On this day we celebrate the fulfillment of God’s promises to raise Jesus from the dead and the deep knowledge that Love and Life are forever.
Though we continue to live in a time of uncertainty, we see signs of new life as we look to living in a time of vaccines and precautions, a time of some movement in heart and mind to honor the dignity of every human being even as we witnesses acts of bias and violence, a time when we may start to care for the earth.
Last Easter our experience gave us some insight into the feeling of the disciples that first Easter. Our lives were turned upside down quickly. We were not fully sure of what was happening and what it would mean for our future.
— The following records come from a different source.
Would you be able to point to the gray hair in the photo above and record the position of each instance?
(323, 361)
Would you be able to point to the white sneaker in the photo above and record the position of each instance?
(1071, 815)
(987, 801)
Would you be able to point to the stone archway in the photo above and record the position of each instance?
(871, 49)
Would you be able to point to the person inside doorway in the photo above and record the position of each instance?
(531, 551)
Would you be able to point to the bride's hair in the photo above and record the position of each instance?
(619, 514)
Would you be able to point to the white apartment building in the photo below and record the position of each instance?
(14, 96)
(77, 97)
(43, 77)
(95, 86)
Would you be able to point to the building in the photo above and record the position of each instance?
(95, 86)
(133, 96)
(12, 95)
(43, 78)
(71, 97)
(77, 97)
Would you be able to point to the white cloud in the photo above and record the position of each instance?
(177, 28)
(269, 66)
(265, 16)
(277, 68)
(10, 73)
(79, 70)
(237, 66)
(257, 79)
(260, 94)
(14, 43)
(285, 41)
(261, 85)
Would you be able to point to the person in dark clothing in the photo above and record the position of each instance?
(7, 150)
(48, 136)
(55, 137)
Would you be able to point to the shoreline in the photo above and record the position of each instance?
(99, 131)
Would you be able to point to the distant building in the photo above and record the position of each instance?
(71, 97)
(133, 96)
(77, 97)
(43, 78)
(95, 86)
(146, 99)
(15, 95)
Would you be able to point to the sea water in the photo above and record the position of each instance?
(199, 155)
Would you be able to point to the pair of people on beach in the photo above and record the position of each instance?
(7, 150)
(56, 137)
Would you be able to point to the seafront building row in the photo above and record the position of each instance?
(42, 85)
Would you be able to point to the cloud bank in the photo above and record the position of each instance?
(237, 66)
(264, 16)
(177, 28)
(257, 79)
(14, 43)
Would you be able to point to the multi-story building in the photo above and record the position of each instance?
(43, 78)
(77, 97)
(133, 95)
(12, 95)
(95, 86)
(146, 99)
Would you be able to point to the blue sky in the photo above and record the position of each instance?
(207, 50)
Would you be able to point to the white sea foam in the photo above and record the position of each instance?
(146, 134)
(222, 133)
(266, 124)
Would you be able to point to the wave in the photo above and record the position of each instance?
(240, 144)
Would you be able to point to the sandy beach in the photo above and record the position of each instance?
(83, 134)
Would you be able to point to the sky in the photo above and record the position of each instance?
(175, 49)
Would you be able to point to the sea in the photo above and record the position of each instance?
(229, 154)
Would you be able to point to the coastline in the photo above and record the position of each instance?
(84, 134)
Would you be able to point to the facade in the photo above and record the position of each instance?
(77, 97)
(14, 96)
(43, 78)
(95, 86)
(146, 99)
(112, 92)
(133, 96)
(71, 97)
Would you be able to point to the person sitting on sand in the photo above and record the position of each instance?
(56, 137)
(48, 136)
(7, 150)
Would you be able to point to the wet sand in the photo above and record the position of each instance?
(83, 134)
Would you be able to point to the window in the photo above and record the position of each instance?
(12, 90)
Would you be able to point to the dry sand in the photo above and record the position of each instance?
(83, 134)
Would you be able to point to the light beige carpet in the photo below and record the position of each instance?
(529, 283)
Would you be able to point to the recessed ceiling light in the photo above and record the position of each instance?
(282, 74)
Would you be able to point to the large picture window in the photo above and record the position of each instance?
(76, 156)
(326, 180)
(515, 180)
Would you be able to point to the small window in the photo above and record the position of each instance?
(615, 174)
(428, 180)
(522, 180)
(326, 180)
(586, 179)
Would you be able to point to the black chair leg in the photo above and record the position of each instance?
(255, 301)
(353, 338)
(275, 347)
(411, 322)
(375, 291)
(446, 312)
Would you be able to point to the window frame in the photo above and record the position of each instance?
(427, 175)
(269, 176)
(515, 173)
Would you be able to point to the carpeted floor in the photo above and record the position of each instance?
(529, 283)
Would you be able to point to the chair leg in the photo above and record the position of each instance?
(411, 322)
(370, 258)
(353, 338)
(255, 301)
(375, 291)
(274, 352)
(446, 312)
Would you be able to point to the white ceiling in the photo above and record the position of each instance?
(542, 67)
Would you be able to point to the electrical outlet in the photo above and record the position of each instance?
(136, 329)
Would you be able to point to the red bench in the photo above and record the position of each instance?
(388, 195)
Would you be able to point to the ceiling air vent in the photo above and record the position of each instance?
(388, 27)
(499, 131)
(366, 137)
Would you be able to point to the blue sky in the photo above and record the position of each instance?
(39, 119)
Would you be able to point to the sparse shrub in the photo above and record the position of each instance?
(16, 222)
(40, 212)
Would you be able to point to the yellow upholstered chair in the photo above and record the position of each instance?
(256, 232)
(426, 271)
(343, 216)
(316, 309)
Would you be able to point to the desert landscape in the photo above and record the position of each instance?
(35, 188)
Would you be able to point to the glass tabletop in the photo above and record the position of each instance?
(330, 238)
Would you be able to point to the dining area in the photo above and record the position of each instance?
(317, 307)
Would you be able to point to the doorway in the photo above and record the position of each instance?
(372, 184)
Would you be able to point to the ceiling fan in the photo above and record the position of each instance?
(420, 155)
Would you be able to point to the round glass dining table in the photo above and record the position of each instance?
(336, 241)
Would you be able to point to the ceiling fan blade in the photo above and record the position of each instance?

Today on Easter Sunday I invite us again to enter the discovery of the Resurrection from the perspective of the disciples, especially those closest to Jesus. The disciples had not fully grasped what Jesus had been telling them. After Jesus’s death and burial Mary, mother of Jesus, and the other disciples must have felt devastated. So many people in the world this year have felt that depth of grief and questions about why so many died and acts of hatred that continue.
On Easter morning Mary Magdalene, one closely connected to Jesus, and other women arose very early in the sadness to anoint Jesus’s body with aromatic oils, a last gift to him as well as a way to deal with the smells of death. The absence of Jesus’s body yields confusion, sorrow and fear rather than joy. Peter and presumably John see the folded burial linens and in wonder dare to believe Jesus is not dead, but what does that mean?
They see and begin to believe. For Mary Magdalene when she hears her name spoken does she recognize Jesus. Their senses expand and they are awakened to the first inklings of the Resurrection.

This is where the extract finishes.